Profiles In Courage: Col. Robert Gould Shaw
The smoke from the Confederate shelling of Fort Sumter had barely cleared when Robert Gould Shaw, the son of wealthy abolitionists, volunteered for the Union cause in 1861. Federal troops withdrew from the fort in Charleston Harbor on April 13, 1861. Robert Gould Shaw joined the 7th New York Militia six days later.
He didn't see combat with the New Yorkers. Instead, he waited out that enlistment and joined the 2nd Massachusetts Infantry from his home state as it was forming. Commissioned as a 2nd Lieutenant, he marched south and fought two losing battles at Winchester and Cedar Mountain before finally tasting victory at the bloody Battle of Antietam, where he was wounded.
As he recuperated back home, the Union ordered new regiments of Black troops raised. Massachusetts would lead the way, forming the 54th Massachusetts Volunteer Infantry Regiment. Even after the unit began to form, the state's governor, John A. Andrew, needed competent, open-minded white officers to lead it.
Before the 54th Massachusetts proved itself in combat, it was widely believed that Black men would lack the discipline needed to be effective on the battlefield. White commanders thought they would be hard to train and would run when the shooting started. Gov. Andrew knew he needed a particular kind of officer, and Shaw was his man.
Shaw was approached by his father to take command of the 54th but was initially reluctant. He wanted to get back into the fight and didn't want to leave the men he currently commanded. Shaw believed the Federal government would never send the 54th to actually fight. He eventually did take the command, becoming a colonel at 25 years old.
Many Black men volunteered to join the new regiment. So many, in fact, another unit was formed from the overflow, the 55th Massachusetts. After their basic training, they were shipped to the front in South Carolina, arriving in June 1863.

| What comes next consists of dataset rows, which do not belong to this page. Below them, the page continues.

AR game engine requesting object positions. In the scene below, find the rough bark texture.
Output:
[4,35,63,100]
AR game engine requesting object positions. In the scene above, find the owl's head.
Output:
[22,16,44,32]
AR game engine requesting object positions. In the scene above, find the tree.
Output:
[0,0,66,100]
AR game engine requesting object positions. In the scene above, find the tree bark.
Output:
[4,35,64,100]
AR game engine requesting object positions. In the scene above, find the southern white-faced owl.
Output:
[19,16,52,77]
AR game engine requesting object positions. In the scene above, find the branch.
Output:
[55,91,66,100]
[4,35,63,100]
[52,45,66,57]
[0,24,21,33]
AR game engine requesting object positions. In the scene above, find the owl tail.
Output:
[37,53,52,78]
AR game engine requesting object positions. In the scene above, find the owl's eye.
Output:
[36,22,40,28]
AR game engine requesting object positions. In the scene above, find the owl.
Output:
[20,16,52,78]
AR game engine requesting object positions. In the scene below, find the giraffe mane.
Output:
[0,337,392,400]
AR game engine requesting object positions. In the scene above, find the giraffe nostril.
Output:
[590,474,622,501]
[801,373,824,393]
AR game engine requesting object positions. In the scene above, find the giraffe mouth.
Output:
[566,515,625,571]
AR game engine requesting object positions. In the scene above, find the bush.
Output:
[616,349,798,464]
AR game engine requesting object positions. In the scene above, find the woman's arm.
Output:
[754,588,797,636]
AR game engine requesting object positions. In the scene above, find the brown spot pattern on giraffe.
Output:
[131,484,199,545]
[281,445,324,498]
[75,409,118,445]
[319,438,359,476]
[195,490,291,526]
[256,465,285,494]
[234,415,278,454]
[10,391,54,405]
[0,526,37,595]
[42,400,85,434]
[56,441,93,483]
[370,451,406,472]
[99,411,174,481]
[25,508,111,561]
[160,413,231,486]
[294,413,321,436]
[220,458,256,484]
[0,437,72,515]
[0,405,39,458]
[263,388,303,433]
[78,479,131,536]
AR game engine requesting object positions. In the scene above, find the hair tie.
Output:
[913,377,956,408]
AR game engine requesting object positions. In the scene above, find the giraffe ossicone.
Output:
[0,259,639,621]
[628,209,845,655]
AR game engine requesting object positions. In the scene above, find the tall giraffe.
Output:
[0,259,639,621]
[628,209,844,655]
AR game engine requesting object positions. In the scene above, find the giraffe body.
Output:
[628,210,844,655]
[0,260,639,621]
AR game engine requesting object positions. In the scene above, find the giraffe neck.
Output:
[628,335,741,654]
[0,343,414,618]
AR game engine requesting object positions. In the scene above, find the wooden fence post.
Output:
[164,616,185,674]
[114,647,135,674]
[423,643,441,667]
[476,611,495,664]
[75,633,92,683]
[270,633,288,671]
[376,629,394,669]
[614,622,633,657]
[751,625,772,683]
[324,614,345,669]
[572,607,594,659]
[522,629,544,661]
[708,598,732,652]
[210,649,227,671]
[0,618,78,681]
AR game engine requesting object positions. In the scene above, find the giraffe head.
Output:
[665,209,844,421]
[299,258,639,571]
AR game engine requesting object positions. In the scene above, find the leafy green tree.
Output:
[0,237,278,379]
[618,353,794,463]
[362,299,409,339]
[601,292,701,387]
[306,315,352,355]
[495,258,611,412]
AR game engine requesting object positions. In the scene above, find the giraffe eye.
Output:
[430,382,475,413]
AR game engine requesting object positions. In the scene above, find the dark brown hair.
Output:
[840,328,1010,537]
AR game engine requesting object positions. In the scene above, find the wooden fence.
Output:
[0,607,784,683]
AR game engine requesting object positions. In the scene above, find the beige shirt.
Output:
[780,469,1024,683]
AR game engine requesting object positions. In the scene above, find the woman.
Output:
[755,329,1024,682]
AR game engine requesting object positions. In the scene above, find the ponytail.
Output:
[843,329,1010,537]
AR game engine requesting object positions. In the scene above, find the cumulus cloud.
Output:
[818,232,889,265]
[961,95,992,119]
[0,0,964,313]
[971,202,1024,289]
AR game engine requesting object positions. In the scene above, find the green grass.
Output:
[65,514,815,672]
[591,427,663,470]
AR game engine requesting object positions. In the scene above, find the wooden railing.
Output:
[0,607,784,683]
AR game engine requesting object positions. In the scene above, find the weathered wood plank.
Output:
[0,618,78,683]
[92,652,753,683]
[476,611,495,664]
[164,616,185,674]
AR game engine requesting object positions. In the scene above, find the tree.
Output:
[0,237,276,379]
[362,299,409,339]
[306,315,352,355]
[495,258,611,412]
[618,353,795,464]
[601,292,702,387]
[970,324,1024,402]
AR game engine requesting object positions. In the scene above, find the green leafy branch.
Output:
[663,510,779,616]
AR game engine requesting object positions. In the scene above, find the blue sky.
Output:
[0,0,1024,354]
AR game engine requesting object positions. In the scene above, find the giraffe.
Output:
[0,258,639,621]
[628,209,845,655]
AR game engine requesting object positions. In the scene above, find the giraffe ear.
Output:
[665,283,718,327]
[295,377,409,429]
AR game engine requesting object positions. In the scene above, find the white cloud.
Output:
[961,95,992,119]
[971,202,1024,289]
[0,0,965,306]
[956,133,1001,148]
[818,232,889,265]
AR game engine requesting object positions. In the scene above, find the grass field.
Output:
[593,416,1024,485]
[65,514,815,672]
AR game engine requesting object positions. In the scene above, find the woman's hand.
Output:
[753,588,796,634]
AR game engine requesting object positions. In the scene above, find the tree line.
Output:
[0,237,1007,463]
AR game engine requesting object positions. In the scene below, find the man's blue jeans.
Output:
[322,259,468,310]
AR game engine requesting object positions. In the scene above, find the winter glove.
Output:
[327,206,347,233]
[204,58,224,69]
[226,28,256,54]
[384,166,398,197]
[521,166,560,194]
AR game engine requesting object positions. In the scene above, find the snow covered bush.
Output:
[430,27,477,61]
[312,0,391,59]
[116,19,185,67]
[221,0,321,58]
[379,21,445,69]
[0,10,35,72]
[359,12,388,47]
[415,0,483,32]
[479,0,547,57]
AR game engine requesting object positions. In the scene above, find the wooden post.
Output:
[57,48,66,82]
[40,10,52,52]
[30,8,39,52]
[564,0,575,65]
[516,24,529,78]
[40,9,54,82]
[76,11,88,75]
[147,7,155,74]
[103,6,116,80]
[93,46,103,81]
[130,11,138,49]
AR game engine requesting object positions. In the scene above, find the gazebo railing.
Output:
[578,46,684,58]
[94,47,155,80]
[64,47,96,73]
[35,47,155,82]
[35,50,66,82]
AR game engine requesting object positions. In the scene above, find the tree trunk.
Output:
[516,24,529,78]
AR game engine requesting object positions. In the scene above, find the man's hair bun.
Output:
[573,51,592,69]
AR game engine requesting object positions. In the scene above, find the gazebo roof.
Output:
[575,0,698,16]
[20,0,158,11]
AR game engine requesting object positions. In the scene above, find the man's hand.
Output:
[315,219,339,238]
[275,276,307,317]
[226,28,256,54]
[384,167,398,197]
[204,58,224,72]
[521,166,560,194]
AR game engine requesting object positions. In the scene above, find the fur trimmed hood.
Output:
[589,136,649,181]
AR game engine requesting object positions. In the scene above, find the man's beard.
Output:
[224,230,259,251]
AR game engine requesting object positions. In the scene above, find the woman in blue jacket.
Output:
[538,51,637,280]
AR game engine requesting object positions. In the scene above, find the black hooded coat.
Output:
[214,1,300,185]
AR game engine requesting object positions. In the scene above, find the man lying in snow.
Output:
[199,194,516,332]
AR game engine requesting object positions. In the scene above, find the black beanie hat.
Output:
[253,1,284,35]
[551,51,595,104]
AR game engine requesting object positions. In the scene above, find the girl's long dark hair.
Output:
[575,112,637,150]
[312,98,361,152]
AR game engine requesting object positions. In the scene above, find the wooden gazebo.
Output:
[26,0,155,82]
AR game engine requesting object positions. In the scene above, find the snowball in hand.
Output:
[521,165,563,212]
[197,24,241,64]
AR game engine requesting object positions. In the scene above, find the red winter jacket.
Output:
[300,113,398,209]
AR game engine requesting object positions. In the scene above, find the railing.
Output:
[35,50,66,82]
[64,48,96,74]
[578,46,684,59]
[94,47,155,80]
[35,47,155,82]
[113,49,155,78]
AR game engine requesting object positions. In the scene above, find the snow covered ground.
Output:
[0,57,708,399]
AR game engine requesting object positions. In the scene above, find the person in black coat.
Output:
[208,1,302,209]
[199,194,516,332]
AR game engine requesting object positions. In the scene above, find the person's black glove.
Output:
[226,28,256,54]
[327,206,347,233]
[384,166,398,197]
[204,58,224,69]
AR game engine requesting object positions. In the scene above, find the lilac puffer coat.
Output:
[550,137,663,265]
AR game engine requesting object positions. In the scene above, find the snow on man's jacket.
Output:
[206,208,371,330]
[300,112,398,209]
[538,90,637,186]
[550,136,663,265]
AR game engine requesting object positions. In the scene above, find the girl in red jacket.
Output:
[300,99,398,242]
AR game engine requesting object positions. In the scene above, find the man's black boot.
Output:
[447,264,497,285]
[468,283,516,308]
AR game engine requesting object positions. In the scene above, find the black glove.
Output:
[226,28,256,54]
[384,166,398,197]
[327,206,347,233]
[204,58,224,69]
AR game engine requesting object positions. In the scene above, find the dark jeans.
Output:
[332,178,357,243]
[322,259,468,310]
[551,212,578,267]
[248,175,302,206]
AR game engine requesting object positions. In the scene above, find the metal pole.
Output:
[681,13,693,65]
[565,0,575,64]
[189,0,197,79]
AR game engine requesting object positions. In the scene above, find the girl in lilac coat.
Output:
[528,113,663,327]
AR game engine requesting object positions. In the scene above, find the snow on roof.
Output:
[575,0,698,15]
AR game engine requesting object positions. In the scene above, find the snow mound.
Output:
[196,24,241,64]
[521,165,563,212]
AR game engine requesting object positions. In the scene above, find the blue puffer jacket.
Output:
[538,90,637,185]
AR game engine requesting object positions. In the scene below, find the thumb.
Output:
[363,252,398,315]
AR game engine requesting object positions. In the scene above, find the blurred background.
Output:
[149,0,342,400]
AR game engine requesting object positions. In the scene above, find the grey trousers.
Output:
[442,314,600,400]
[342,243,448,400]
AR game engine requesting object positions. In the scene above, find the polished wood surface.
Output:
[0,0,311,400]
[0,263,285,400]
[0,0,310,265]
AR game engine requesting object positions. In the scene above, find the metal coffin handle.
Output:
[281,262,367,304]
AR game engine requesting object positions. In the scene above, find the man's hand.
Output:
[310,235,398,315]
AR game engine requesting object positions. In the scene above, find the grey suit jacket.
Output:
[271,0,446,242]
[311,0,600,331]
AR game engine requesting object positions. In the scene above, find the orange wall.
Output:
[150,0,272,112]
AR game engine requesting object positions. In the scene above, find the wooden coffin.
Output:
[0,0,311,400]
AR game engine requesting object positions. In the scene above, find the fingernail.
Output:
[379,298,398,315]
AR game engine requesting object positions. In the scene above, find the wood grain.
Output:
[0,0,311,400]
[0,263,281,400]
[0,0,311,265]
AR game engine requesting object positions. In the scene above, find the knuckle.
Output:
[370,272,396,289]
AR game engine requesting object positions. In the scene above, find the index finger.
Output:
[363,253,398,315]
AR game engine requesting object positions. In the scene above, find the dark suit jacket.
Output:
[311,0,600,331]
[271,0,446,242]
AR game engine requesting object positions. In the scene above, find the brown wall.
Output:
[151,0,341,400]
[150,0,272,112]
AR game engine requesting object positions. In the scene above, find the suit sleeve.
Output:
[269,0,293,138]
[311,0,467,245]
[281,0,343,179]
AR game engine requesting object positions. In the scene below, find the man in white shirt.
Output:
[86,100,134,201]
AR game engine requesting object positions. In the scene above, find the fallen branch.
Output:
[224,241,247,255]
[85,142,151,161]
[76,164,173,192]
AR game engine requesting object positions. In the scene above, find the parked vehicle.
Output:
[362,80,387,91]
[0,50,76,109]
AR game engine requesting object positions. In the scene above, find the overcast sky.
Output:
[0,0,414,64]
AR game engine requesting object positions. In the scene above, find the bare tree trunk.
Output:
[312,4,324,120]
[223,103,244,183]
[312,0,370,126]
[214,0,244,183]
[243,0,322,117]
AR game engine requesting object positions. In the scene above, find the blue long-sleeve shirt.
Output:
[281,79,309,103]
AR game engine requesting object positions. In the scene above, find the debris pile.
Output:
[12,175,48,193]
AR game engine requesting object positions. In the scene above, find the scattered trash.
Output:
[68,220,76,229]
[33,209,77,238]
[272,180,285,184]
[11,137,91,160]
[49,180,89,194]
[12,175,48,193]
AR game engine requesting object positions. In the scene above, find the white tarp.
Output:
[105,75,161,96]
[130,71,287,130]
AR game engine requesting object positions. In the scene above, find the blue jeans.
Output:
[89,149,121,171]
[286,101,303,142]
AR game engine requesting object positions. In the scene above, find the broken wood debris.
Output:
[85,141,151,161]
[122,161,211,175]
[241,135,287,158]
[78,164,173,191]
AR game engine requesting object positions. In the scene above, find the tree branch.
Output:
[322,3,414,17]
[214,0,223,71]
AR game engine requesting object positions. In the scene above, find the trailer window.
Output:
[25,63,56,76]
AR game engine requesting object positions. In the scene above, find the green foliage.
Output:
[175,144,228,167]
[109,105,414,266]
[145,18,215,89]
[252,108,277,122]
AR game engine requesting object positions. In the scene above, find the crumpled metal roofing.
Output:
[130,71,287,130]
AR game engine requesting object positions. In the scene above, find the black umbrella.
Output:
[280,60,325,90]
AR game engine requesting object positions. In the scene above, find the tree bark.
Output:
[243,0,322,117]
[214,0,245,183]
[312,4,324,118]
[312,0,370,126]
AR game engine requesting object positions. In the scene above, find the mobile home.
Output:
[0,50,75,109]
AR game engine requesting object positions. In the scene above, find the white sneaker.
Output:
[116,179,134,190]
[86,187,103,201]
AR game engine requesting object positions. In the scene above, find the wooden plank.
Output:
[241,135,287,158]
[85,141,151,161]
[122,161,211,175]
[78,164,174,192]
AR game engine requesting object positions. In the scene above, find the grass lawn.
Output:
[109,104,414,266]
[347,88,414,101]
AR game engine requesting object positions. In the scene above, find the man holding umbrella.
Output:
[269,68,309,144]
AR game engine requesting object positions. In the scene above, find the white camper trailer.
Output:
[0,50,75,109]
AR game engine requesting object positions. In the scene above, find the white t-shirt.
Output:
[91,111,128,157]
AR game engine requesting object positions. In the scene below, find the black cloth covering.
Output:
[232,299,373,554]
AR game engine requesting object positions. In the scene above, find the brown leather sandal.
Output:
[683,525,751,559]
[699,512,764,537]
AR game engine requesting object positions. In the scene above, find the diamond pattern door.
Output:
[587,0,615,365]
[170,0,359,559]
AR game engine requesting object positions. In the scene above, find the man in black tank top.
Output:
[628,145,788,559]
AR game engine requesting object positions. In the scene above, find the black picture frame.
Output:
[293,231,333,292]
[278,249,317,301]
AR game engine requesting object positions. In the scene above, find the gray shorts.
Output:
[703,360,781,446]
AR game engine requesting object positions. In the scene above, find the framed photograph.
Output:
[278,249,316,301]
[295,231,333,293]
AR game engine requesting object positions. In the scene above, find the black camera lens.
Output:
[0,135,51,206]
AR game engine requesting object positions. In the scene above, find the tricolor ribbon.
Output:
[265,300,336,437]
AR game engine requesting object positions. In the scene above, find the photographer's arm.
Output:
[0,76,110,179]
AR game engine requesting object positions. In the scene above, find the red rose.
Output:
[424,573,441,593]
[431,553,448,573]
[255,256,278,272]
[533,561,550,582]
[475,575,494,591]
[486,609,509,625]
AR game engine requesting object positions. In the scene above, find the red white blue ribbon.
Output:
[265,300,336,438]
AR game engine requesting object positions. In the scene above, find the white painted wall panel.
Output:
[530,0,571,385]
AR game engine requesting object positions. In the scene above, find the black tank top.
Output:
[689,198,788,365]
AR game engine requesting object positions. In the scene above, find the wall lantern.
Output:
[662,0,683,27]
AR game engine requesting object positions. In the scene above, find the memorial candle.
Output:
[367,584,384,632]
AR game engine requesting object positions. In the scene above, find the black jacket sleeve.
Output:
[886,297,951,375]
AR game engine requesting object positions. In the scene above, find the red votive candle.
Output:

Shaw's prediction became a reality when the 54th under Shaw arrived in South Carolina. The 54th was used for manual labor. However, Shaw pressed for combat duties and eventually got them, raiding the outlying islands of South Carolina and Georgia. He and the 54th were also sent on raiding parties deep inside Georgia, along the coastline, but it was back in Charleston where Shaw and the 54th would make history.
During the Civil War, Charleston, South Carolina, was a hotbed of blockade runners and smuggling for the Confederacy. To ensure the Union blockade kept its stranglehold on southern shipping, the Union sent Gen. Quincy Adams Gillmore to attack the approaches to Charleston Harbor.
Gillmore captured the southern half of Morris Island first and believed he had enough men and material to assault heavily-defended Fort Wagner on the north end. He was wrong. The entrenched Confederate defenders repulsed the Union attack on July 11, 1863, but Gillmore was far from done. He needed to take Fort Wagner before attacking Charleston.
On July 18, 1863, the 54th Massachusetts Volunteer Infantry Regiment volunteered to lead the second assault on Fort Wagner. They had to cross an open beach just 60 yards wide, between a creek and the ocean. After the open sand, they had to cross a moat and rows of sharpened Palmetto logs before they could even get into shooting distance of the fort, which was manned by 1,800 defenders.
Throughout the day of the battle, the Union Navy battered the fort with its offshore guns. When the sun finally set, Col. Shaw led the long march to the fort, with the 54th Massachusetts behind him. The naval barrage, it turned out, did little damage. So when the Union attack came, the defenders of Fort Wagner were able to put their guns to full use.
The 54th hit the fort hard, even reaching the parapets at the top of its walls. Union troops swarmed Fort Wagner's other points as the 54th began to enter the fort, but it was all for naught. Col. Shaw was killed on the parapets as he rallied his men forward. By 10 p.m. that night, it was all over.
Fort Wagner would hold out until it was abandoned on September 7, 1863. The battle was a loss for the Union and the 54th. Thirty men from the regiment, including Shaw and his other white officers, were dead. But news of the 54th's bravery under fire spread across the Union, changing public sentiment about Black men serving in the Union Army. Public support led to the creation of more all-Black Union units, and large numbers of new Black recruits lined up to wear the Union blue.
After the battle, Confederate Gen. Johnson Hagood returned the bodies of white Union officers, but not those of Shaw and the others commanding the Black men of the 54th. The rebels buried Shaw and the others with the Black men of the 54th in a mass grave, intending it to be an insult. Upon hearing the news, Shaw's father wrote:
"We would not have his body removed from where it lies surrounded by his brave and devoted soldiers... We can imagine no holier place than that in which he lies, among his brave and devoted followers, nor wish for him better company. What a bodyguard he has."
Shaw and the bravery of the 54th Massachusetts Volunteer Infantry Regiment were later immortalized on the silver screen in the 1989 film, "Glory."